Quand le patronat joue les gros bras

Depuis le 7 octobre, l’employeur ne donne plus aucun signe d’ouverture à la négociation. Bien au contraire, il a plutôt choisi la voie de la peur et de l’affaiblissement du moral des troupes. En effet, à l’approche des 30 jours de grève, il a récemment fait l’annonce de la fin du régime d’assurance collective des salariés. Bien que la Loi sur l’assurance médicaments permette à l’employeur de mettre fin à la protection lors d’un conflit, c’est par la menace d’y mettre fin rétroactivement au jour du déclenchement de la grève – ce qui n’est évidemment pas permis – que l’employeur a poursuivi son mépris envers ses salariés. Pour les syndiqués de Brenntag, l’annonce a été reçue comme un vrai coup de barre. Plusieurs des travailleurs étant la seule source de revenu familial et donc seul détenteur d’un régime d’assurance au sein de la famille, la fin du régime de protection a assurément élevé d’un cran l’anxiété des grévistes, mais a aussi permis de renforcer l’arrogance de l’employeur à leurs égards.

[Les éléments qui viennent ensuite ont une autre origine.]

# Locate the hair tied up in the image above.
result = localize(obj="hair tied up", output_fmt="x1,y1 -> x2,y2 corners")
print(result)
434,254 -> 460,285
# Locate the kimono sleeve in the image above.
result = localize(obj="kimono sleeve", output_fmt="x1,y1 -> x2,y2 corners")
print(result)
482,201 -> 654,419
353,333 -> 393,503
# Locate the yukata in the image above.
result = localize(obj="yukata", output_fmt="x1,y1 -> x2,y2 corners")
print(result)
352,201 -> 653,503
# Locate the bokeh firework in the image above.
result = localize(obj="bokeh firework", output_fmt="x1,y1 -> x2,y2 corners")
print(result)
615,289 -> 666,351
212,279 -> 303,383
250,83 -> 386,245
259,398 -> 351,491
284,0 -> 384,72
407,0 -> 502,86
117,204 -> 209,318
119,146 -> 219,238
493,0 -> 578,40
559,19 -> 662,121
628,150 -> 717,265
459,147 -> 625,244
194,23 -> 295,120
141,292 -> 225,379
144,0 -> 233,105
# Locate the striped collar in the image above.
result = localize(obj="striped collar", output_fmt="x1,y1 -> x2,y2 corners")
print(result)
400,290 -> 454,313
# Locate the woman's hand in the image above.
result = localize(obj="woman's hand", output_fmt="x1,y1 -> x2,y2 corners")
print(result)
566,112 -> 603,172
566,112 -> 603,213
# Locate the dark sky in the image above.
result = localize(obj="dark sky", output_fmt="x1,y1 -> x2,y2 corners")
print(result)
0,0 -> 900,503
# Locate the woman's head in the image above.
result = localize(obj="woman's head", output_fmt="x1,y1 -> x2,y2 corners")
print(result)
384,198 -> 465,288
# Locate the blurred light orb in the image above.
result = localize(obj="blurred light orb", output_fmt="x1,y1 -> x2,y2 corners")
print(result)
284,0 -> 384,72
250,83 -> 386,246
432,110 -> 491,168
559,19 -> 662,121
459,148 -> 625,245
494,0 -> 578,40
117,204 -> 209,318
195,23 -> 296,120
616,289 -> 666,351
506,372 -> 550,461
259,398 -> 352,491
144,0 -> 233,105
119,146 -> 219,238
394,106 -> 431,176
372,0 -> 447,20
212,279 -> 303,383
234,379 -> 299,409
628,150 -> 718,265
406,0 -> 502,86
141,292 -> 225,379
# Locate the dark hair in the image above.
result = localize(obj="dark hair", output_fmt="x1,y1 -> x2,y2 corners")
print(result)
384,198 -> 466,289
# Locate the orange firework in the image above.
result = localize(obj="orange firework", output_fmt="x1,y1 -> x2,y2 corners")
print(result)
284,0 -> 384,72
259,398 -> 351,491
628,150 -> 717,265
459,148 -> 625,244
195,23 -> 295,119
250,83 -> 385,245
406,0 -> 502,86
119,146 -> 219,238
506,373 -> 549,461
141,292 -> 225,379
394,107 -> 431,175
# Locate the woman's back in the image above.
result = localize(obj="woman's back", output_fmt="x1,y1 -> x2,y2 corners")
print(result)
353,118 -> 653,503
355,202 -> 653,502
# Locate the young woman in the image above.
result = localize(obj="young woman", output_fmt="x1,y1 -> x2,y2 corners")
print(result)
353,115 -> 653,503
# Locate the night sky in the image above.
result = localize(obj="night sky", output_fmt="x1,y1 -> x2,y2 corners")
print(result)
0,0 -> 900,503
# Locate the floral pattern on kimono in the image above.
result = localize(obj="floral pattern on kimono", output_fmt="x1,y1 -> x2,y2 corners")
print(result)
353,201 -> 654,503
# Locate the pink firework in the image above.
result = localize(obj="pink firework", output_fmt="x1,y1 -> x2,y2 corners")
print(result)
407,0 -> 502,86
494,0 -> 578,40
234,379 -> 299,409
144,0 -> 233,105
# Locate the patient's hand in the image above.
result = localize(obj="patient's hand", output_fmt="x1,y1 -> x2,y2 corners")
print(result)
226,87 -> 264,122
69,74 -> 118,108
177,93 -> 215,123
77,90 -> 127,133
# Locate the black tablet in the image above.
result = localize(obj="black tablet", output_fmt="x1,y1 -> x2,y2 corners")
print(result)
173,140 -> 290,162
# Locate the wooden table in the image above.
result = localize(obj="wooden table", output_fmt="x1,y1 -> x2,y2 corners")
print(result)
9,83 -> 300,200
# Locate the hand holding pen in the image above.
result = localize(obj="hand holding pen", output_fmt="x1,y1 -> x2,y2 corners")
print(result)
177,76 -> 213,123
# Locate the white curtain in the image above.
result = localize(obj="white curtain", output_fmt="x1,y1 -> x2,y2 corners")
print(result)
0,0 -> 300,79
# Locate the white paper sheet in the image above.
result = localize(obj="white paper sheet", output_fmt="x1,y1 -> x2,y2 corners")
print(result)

Cette attaque sournoise sur les grévistes n’est d’ailleurs pas le seul tour dans la manche de l’employeur. Les grévistes, qui font le piquet tous les jours devant leur lieu de travail, sont accueillis par quatre agents de sécurité privée – présents que pour 12 grévistes, rappelons-le – qui jouent les gros bras, traquant les moindres faits et gestes des piqueteurs. Alors que les grévistes se disent pourtant assez sages sur les lignes de piquetage, la présence de goon n’est certainement pas sans incidence sur l’exacerbation des tensions et de la frustration des grévistes.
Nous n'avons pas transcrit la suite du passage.